Specifically these are Person objects, each with many attributes. I need to create a list of 'master' sets based on a handful of unique identifiers such as SSN, DLN, etc.
For instance, if Person A and Person B have the same SSN they create a set i. Then if Person B and C have the same DLN, they create a set ii. Person D and E have the same SSN but it (and all other identifiers) does not match any of the identifiers of Persons A, B or C. After merging all intersecting subsets I would end up with one set with Persons A,B,C and another set with Persons D, E.
Here is the psuedo-code for my solution. I am curious if anyone has already come up with a more efficient way of merging all possible intersecting sets. Keep in mind that the links between sets could be X Persons long (i.e. A matches B by SSN and B matches C by DLN and C matches D by SSN and D matches E by some other identifier would result in Persons A-E in one set). Also assume that the language this will be implemented in supports set operations.
bigSetList = array of all of the uniq Sets
fullyTested = false
while (bigSetList.size() > 1) or (fullyTested is false)

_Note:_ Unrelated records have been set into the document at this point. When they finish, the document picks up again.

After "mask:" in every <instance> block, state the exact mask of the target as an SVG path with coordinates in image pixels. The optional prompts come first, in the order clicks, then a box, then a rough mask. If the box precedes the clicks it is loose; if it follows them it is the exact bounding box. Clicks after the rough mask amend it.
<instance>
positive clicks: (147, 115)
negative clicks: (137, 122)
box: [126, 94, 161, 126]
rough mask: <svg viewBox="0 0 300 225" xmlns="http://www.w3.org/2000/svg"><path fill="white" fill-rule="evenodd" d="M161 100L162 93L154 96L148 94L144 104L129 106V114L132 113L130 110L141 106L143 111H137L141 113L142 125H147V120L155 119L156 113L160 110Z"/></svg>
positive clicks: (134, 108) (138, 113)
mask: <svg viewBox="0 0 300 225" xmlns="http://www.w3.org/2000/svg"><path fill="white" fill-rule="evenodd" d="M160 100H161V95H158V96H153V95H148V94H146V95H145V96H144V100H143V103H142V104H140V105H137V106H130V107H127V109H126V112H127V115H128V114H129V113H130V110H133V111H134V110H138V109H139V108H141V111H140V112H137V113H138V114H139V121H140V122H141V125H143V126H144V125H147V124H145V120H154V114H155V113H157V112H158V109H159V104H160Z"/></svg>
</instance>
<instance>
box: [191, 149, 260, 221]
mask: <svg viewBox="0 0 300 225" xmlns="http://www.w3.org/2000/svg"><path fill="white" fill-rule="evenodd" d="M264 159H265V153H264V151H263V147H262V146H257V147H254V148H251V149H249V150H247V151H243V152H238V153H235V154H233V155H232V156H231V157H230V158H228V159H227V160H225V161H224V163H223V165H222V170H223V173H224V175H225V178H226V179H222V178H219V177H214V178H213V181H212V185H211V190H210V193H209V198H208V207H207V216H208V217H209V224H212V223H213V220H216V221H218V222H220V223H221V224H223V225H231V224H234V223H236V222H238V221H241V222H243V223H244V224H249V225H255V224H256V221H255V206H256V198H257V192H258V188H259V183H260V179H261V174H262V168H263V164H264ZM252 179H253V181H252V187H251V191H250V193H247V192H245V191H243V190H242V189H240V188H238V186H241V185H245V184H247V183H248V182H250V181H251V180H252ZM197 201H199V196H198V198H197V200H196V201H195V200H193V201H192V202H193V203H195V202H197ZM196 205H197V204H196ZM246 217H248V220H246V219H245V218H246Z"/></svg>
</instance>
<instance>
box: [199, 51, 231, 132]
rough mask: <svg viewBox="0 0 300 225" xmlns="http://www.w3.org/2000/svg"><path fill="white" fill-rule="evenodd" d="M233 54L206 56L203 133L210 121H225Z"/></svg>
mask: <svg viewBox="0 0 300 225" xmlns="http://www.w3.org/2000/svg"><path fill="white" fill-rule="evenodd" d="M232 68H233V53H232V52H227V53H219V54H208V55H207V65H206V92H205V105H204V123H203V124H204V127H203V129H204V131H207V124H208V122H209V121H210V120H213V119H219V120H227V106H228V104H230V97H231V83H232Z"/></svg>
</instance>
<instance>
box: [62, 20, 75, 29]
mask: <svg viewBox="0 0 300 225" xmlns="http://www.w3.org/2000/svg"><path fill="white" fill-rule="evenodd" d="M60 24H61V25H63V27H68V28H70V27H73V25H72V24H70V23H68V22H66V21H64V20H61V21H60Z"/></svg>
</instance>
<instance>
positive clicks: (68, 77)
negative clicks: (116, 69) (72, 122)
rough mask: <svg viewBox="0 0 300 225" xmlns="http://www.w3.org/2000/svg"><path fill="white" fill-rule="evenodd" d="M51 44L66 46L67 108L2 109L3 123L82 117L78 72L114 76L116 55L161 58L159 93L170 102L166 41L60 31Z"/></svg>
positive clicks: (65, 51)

foreach thisSet in bigSetList order by size desc
if count(sets that intersect with thisSet) > 0
newThisSet = thisSet
intersectingSets = []
foreach testSet in bigSetList
if thisSet.intersects(testSet)
end if
end if
end foreach
fullyTested = true // have looped through every set in the list and found 0 intersect partners
To expand on my comment in the original post, you want to create a list of sets where each member of a given set shares at least one attribute with at least one other member of that set.
Naively, this can be solved either by finding all pairs that share an attribute and merging pairs together that have the same partner iteratively. This would be O(N^3) (N^2 for iterating over pairs, and up to N separate sets to determine membership).
You can also think of this problem as determining the connected component of a graph, where every object and every unique attribute value is a node; each object would be connected to each of its attribute values. Setting up that graph would take linear time, and you could determine the connected components in linear time with a breadth or depth first search.